The Ritual of Friendship

“Each friend represents a world in us, a world possibly not born until they arrive, and it is only by this meeting that a new world is born.”
– Anais Nin

I am a loner by nature but one of my most favourite rituals is the ritual of friendship. My life has been blessed by friends over and over again. That is an odd thing for an introvert to say. I crave long stretches of alone time to read and ponder. But I love people and their stories. And I strive to keep my heart open to the possibility of a new adventure happening with each person I meet. I am rarely disappointed.

During our first Residency at Goddard, sixteen strangers came together and bonded through our newness to the experience and our confusion. Each person arrived miraculously with the same open heart and in absolutely no time, we acted like old friends, laughing, crying, eating and sharing our stories together. In eight short days, we collectively wove together a magnificent life cloth that we each took home with us. And the cloth, a kind of symbolic comfort blanket will sustain us in our work. We maintain our friendship through Facebook and email. A few have spontaneously met in person in other locales. And for the next two and a half years, we will remain connected by our Goddard experience. After that, some of the friendships will drift and others will grow stronger – and it doesn’t matter at all which is which.

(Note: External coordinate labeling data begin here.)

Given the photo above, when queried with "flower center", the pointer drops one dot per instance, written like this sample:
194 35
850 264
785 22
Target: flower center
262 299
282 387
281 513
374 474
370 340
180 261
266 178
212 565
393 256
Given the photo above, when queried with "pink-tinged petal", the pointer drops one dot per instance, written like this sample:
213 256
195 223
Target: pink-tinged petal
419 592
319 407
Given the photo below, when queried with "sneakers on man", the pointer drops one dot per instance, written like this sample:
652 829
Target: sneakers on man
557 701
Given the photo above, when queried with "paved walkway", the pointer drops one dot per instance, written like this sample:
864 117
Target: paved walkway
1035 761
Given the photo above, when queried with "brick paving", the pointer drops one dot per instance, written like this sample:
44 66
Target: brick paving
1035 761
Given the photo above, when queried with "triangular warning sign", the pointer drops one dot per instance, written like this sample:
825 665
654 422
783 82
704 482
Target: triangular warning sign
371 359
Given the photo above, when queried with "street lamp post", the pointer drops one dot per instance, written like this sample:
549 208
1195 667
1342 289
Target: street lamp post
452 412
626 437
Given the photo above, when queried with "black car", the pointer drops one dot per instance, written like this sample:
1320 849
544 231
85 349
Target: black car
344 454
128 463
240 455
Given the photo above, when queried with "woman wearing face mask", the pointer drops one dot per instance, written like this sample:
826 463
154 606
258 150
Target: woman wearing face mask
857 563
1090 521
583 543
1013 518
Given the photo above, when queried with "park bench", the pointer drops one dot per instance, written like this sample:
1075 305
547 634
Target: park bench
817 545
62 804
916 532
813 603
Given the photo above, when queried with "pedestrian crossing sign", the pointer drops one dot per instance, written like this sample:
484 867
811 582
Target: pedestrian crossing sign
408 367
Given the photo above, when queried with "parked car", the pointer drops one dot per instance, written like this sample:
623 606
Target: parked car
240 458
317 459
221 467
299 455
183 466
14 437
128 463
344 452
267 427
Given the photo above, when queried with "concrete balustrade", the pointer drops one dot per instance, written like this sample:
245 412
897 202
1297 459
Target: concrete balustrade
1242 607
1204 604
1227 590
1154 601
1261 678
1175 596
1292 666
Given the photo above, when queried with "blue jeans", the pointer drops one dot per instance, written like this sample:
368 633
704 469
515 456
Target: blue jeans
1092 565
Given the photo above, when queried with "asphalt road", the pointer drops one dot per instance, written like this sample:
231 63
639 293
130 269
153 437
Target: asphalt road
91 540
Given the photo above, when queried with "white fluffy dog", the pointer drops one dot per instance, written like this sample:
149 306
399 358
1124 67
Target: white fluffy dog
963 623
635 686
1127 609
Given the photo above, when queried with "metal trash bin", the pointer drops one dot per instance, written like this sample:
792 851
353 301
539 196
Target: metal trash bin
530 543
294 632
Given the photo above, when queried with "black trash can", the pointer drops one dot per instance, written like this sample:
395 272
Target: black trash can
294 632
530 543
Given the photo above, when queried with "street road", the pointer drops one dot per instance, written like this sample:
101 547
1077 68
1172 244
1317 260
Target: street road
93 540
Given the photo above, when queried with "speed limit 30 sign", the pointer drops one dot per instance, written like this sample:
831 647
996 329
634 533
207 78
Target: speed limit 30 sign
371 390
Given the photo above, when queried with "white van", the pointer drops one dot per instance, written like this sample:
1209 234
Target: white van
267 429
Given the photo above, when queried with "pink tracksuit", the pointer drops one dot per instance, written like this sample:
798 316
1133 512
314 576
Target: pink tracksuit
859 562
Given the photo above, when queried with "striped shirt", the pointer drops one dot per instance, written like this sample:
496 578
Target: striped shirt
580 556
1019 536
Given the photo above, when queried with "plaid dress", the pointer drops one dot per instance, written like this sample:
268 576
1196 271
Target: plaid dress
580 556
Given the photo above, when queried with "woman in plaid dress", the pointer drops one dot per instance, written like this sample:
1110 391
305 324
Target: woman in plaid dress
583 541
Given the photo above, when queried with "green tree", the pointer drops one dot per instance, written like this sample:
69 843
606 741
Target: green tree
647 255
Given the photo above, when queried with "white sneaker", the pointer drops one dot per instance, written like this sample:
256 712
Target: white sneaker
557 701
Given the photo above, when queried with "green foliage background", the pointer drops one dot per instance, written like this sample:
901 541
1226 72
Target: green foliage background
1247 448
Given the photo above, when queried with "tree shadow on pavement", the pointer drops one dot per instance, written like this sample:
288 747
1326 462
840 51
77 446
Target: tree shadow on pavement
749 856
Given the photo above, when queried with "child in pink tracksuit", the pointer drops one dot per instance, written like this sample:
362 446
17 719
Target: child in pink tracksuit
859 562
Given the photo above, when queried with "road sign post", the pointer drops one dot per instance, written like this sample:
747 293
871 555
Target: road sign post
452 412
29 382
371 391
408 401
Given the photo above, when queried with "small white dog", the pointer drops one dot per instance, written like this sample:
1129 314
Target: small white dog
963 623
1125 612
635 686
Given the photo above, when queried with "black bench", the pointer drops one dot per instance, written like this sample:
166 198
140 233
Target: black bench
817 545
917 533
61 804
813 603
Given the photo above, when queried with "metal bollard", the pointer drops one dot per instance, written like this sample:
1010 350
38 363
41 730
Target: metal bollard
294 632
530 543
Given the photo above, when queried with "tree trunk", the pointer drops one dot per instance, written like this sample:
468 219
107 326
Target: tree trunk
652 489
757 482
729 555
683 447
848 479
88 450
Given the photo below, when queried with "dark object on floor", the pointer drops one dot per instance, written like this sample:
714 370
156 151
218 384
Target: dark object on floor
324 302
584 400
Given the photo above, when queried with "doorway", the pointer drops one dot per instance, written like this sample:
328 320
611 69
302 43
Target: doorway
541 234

In my life I have had numerous “situational friends”. These are the people I bonded with through shared experience at work, in school, with my children or with the dog; in the neighbourhoods I have lived and places I have travelled. These friendships were deep and meaningful; I learned many new things; I shared many experiences. When the situations altered by a move, a death, a new job, the time devoted to each friendship diminished and often we just faded out of each other’s lives. But these friendships were no less important; each and every one shaped who I am today.

Each new situation also manifests lifelong friendships. You don’t really know it at the time, but there is a click, continuity to the talk, an ease in the relationship. These friendships flourish over distances and absences and each time you meet or talk again, you pick up the thread exactly where you left off and conversation flows fluidly like you never stopped at all. There is no need to explain things. These friends know instinctively when you need a call and when you are alright even though time has passed by since the last conversation. They know if they need anything, they can call you and that you will in turn call them.

I am blessed in all the friendships I have and have had. They enrich my life and days. They bring me new ideas, new ways of thinking, new hope when the days are dark, an opportunity to be kind and honest and loving in my life. They sustain me like prayer and quiet. How is your life coloured by others? What shared experiences with friends do you cherish?

One response to “The Ritual of Friendship

  1. I am ten weeks into a friendship with someone I met in a college class and the connection seems so deep and filled with purpose, that I had to run a Google search on friendship rituals. I have been struggling with trying to understand if this type of situation is possible and your words help to validate my experience. I truly appreciate this. Thank you.